EŞ DOST KAYIRMA BURAYADA SIÇRADI
Kızılay’ın, kurulduğu tarihten bu yana din, dil, ırk, bölge ayrımı gözetmeksizin yurt içi ve yurt dışında, nerede bir felaket olmuşsa yardıma koştuğunu dile getiren Serbes, “En zor zamanda insanların imdadına koşan bu kurum AKParti iktidarında, son yıllarda ne yazık ki şaibelerle anılmaya başlandı. Zaman zaman eş, dost, akraba kayırma yeri haline geldi. Bu kurum yüksek maaşla oğlunu başkan yardımcısı, karısını danışman yapan yöneticileri bile gördü. Yurt yapılması koşuluyla yapılan bağışı, kendi yapmak yerine çocuklara cinsel tacizle suçlanan bir vakfa devretmesi gibi yaşanan olaylar kuruma olan güveni ne yazık ki sarstı.” diye konuştu.

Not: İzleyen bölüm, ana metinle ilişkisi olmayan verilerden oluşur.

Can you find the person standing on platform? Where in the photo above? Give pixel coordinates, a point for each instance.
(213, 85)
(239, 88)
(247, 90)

BIRAKIN KIZILAY BARİ TEMİZ KALSIN
Ender Serbes, Kızılay’ın hiçbir şekilde böyle şaibelerle anılmaması gerektiğinin altını çizerek “insanların yardım duygusunu zedeleyecek durumlardan kesinlikle kaçınmak gerekir. Kızılay çok önemli bir yardım kuruluşu. Bu kurum şaibelerle değil, yurt içinde ve yurt dışında yaptığı yardımlarla gündeme gelmeli. Kızılay yönetimi öyle şeffaf olmalı ki tek tek yöneticilerin maaşları dahil her kuruşun hesabı verilmeli. Bu kurumda tüm insanlığın hakkı var. Yapılan bağışlar ve harcanan yerler kalem kalem kamuoyu ile paylaşılmalı. Bu hak ve emanet çok iyi korunmalı. Tüm kurumlara güvenin sarsıldığı bu günlerde bırakın Kızılay bari temiz kalsın.” çağrısında bulundu.